I have decided to rename my project, which is exploring redevelopment/gentrification in the East London districts of Shoreditch, Spitalfields and Whitechapel, After Marville…
The previous name Blueprint presumed the use of cyanotype as the means of printing the work. At this stage it seems much more appropriate to leave things open.
My tentative version one artist’s statement is set out below:
I have also produced a short video of the early work I’ve completed on this project. The images included in the video are all digital which have been edited to appear like old photographic plates (to look like Marville’s images of Paris). The idea here is to give the viewer the impression that the images are old and potentially picturesque/anecdotal photographs of London. The truth is quite the opposite as the images show how the old East End is being overwhelmed by high rise steel and glass. The form of presentation also directly references Marville and his documentation of Paris in the 1800s although this point would most probably be lost on most viewers unfamiliar with this work.
The images were all shot on a handheld Sony A7s – a full frame but small digital camera. This camera is designed to produce high quality images at high iso, enabling hand held images to be produced in low light conditions. All have been taken with an Voightlander Super Wide-Heliar 15mm (version 1). This extreme wide angle lens enables me to capture a broad scene from close up – essential to the concept where I am attempting to show how large buildings are being constructed close to older houses, warehouses and shops. It does suffer however from optical aberration problems at the corners due to field curvature issues. This means that whilst the centre of the images is pretty sharp the corners are soft and a little distorted.
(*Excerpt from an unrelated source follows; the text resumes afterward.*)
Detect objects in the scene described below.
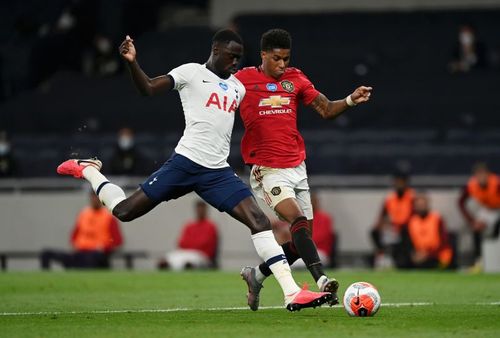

In Marville’s day lens technology was at an early stage of development so this kind of problem might well have occurred (depending on the lenses he used). As such I am relatively happy with these imperfections.
In contrast to ‘Lifting the Curtain’ the images include people, as they are shot in daytime. However, due to the extreme wide angle of the lens I have been using the people look small, and are dominated by the buildings. This is a deliberate strategy to represent people as just small cogs in the larger ‘machine’ of redevelopment and gentrification.